In retrospect, it became even more clear that the Haydn C major Concerto had been the soloist’s interpretation. Cultivated playing from both Hadelich and the orchestra was a joy from beginning to end: such a delightful change from the world of ‘authenticke’ grotesquerie some curious souls claim to favour in Classical music. In the first movement, everything simply sounded ‘right’: the tempo, rhythm, phrasing, articulation, harmonic motion, and so forth. Hadelich’s double-stopping was despatched with just as much beauty as his more lyrical lines, likewise his cadenza. The slow movement breathed air similar to, although not quite identical to, Mozart’s Salzburg. Lovely orchestral pizzicato heightened the resemblance: delightful! The finale was lively without that wearying need some soloists show to scream ‘high octane’. Most important, it was true to the work’s – and the performance’s – character; it acted as a finale.

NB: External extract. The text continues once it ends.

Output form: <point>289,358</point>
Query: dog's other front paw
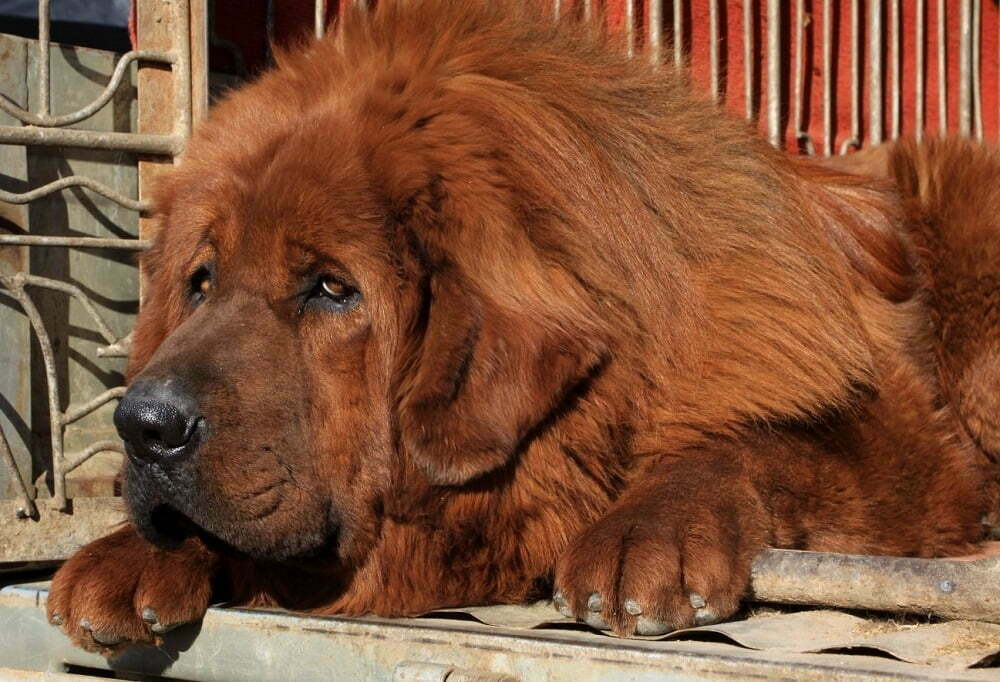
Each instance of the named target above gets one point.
<point>121,590</point>
<point>647,569</point>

I have often felt ambivalent about Thomas Ades’s music, but gained a much stronger impression from this work for violin and concerto, Concentric Paths. Although in the ‘traditional’ three movements, there was nothing Classical about their respective weighting, the second, ‘Paths’, clearly the weightiest as well as the longest. The striking, circling (?) opening put me in mind of a composer wanting – fair enough – to have his quasi-minimalist or indeed his quasi-modernist cake and eat it. As the concerns of this first movement, ‘Rings’, came more clearly into focus, I was often put in mind, not unpleasingly, of Prokofiev. Hadelich’s cleanness of tone was just as striking, however high-lying his part – and sometimes it is very high indeed. Frustrated and sometimes non-frustrated lyricism were often apparent, the intensity of dialogue between the soloist and other soloists from within the orchestra – taking up figures from each other, developing them – a particular joy. Shards, gestures, fragments and more of melodies: the second movement opened as if one were hearing only part of a greater whole, which again seemed to come into focus, and with a particularly strong sense of drama. The tuba, perhaps inevitably, put me in mind of Fafner – but Fafner with a sense of decidedly non-Wagnerian irony. Again, Prokofiev did not seem so very far away at times. Disjuncture of meter offer a decidedly irregular – in more than one sense – basis and/or topping to the third movement, ‘Rounds’. A Prokofiev-like combination of lyricism and the mechanistic is engendered with decidedly more (post-)modernistic means – and that, too, was how it sounded in performance.